High quality cadmium-free Zn-In-S:Ag doped-nanocrystals (d-NCs) were synthesized via a simple one-step noninjection route using silver nitrate, indium acetate, zinc acetate, oleylamine, S powder and 1-dodecanethiol as starting materials in an organic phase. The size and optical properties can be effectively tailored by controlling the reaction time, reaction temperature, Ag+ dopant concentration, and the molar ratio of In to Zn. The photoluminescence wavelength of as-prepared Zn-In-S:Ag NCs covered a broad visible range from 458 nm to 603 nm. After being passivated by protective ZnS shell, the photoluminescence quantum yield (PLQY) of Zn-In-S:Ag+ /ZnS was greatly improved to 43.5%. More importantly, the initial high PLQY of the obtained core/shell d-NCs in organic media can be preserved when being transferred into the aqueous media via ligand exchange. Finally, high quality Zn-In-S:Ag+ /ZnS d-NCs in aqueous phase were applied as bio-imaging agents for identifying living KB cells.
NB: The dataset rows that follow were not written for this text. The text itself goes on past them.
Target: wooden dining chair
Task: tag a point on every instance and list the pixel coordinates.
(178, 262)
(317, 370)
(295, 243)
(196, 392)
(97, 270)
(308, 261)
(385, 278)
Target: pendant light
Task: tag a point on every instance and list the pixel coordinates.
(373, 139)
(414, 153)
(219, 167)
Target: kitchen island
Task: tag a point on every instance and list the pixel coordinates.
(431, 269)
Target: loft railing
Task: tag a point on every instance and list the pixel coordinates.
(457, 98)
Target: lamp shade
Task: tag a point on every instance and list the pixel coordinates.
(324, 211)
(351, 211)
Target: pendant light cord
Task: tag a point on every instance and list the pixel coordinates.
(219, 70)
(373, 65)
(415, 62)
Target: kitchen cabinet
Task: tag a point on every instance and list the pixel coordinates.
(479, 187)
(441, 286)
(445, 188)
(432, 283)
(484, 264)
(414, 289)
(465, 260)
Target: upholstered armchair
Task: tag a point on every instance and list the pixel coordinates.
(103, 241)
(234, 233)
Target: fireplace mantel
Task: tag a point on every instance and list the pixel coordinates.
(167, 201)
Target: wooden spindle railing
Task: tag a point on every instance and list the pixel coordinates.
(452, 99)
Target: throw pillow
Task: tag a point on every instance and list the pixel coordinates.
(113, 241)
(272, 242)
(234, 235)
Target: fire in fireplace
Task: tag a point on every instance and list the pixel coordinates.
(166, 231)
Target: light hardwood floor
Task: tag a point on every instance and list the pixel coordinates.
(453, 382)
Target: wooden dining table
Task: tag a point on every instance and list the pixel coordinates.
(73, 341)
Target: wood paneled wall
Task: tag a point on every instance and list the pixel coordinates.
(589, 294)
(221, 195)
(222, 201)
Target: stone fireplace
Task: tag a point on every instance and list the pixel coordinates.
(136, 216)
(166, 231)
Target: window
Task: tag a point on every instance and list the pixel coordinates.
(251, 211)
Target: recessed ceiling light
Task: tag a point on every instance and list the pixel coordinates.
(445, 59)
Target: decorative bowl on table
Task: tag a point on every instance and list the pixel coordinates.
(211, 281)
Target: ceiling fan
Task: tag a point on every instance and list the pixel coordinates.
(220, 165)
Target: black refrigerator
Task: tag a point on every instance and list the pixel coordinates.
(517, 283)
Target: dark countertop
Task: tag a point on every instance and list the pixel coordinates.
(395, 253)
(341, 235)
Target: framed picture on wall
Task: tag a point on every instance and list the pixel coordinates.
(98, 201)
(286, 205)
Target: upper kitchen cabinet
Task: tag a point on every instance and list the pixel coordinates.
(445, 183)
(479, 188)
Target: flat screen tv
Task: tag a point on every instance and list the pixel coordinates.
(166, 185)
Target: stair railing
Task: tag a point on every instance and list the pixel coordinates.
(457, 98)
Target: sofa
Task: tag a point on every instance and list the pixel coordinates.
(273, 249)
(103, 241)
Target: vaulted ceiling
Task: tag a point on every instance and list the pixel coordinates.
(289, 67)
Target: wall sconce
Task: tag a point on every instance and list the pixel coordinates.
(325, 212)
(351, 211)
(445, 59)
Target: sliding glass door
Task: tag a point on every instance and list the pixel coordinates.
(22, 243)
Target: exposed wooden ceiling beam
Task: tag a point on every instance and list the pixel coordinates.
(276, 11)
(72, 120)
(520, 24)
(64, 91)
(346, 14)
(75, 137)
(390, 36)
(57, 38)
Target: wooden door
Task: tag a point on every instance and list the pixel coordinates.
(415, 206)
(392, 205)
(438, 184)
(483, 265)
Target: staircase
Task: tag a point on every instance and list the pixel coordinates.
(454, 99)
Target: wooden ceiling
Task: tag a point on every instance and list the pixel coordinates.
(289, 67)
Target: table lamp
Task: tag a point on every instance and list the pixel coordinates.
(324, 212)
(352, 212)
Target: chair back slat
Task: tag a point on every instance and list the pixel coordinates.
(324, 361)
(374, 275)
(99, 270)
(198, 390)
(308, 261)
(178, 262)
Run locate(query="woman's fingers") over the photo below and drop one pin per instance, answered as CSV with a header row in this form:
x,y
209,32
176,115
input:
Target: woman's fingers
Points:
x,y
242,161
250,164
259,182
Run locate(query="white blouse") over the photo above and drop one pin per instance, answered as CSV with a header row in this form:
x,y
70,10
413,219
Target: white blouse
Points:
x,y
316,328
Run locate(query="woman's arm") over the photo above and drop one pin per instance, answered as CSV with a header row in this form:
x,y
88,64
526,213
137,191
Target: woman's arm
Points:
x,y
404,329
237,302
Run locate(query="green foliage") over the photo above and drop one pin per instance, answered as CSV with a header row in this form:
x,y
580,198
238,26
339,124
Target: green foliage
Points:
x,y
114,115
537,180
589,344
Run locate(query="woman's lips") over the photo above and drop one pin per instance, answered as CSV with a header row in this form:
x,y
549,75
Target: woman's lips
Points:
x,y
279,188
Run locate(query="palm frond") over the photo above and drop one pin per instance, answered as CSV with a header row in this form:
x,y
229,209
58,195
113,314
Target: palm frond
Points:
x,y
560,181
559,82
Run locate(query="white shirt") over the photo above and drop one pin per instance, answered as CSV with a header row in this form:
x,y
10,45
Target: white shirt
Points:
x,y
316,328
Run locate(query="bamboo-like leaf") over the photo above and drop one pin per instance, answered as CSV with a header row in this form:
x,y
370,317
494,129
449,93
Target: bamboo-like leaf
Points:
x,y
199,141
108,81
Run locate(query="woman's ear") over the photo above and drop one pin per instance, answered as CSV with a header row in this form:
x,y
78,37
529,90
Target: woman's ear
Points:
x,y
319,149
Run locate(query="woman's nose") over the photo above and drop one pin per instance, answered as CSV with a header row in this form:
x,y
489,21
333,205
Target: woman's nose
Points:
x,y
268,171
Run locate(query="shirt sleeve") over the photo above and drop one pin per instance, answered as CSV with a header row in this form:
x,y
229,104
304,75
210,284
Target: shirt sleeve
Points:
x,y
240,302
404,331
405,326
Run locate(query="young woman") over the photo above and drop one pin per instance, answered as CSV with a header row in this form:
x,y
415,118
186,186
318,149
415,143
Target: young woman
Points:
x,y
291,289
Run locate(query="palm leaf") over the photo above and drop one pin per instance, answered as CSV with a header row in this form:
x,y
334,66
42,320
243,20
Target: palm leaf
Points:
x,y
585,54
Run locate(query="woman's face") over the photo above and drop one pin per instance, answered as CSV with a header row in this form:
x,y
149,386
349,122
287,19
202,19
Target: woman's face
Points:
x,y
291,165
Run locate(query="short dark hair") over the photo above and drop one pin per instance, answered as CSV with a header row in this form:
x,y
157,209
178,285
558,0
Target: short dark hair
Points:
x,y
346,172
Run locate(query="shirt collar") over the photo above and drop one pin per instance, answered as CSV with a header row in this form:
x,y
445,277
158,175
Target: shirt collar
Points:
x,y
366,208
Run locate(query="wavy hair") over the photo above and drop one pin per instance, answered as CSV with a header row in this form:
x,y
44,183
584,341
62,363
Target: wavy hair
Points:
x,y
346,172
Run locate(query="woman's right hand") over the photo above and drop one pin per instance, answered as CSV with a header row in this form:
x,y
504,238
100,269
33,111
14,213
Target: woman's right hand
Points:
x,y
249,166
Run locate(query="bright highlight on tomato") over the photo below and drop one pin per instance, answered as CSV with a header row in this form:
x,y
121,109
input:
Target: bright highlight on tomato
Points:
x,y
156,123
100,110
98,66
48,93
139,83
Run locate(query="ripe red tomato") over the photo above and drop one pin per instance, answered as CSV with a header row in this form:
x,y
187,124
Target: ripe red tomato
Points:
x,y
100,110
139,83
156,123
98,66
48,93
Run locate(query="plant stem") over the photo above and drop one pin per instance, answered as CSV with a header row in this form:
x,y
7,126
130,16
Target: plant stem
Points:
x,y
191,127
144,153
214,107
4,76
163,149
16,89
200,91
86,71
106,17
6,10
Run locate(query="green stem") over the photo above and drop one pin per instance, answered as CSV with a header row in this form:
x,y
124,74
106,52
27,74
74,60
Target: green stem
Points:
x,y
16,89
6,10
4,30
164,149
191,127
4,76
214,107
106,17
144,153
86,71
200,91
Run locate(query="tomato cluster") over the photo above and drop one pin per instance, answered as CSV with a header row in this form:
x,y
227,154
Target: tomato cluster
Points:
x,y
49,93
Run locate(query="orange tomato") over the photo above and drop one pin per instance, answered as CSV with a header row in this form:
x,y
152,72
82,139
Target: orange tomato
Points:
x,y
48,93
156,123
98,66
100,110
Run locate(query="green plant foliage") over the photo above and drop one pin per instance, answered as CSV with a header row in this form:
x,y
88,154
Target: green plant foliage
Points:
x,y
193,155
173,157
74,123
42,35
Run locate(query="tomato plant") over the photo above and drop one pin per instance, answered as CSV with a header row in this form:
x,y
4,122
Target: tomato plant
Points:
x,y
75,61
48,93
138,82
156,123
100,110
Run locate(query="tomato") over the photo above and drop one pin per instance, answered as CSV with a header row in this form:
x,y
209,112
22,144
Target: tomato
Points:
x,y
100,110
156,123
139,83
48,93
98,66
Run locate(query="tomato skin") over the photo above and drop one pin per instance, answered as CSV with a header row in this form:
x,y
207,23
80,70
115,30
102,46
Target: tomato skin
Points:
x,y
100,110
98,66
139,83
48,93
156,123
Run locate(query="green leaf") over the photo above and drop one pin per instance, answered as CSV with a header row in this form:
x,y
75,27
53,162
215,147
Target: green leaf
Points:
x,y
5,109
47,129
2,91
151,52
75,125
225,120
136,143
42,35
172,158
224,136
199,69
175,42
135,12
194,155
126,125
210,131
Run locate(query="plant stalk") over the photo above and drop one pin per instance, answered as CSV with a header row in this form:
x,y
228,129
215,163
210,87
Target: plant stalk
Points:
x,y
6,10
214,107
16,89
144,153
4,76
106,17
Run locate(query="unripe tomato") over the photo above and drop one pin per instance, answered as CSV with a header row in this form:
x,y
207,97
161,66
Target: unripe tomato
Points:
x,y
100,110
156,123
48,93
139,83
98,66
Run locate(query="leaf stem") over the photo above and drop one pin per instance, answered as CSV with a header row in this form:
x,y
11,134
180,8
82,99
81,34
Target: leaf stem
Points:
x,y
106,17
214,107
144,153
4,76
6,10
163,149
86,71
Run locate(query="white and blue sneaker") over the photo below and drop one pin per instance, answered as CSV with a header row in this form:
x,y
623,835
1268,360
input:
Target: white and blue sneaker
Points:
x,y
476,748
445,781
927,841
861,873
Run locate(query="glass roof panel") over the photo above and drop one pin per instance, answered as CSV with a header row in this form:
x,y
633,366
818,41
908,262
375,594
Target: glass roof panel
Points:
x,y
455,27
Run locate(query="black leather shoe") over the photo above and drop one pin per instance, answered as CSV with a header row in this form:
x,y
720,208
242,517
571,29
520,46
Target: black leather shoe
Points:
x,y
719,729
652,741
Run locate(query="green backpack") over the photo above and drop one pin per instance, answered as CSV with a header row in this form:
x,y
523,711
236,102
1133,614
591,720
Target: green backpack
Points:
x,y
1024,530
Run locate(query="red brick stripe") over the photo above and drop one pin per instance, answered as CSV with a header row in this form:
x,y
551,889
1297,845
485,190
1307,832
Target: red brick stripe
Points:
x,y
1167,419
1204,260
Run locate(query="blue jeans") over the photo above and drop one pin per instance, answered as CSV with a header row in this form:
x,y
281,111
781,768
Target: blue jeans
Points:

Air-exposing microwave-assisted synthesis of CuInS2/ZnS quantum dots for silicon solar cells with enhanced photovoltaic performance

Bright and photostable core/shell CuInS2/ZnS QDs with emission ranging from the red to NIR were synthesized in air via a simple one-pot microwave irradiation without any inert atmosphere protection. The as-prepared CIS/ZnS QDs not only possess a high PLQY (56%) but also exhibit a large Stokes shift. They can convert near UV and blue light with lower sensitivity to the Si solar cell to red and NIR light at which the solar cell has higher sensitivity. Especially, when they were first embedded into a polymethyl methacrylate (PMMA) transparent matrix to form a composite film as a luminescent down-shifting layer for Si solar cell, the photoelectric conversion efficiency of the cell shows a marked enhancement by spectral down-shifting as compared to the bare glass substrate, and the maximum achieves 16.21%.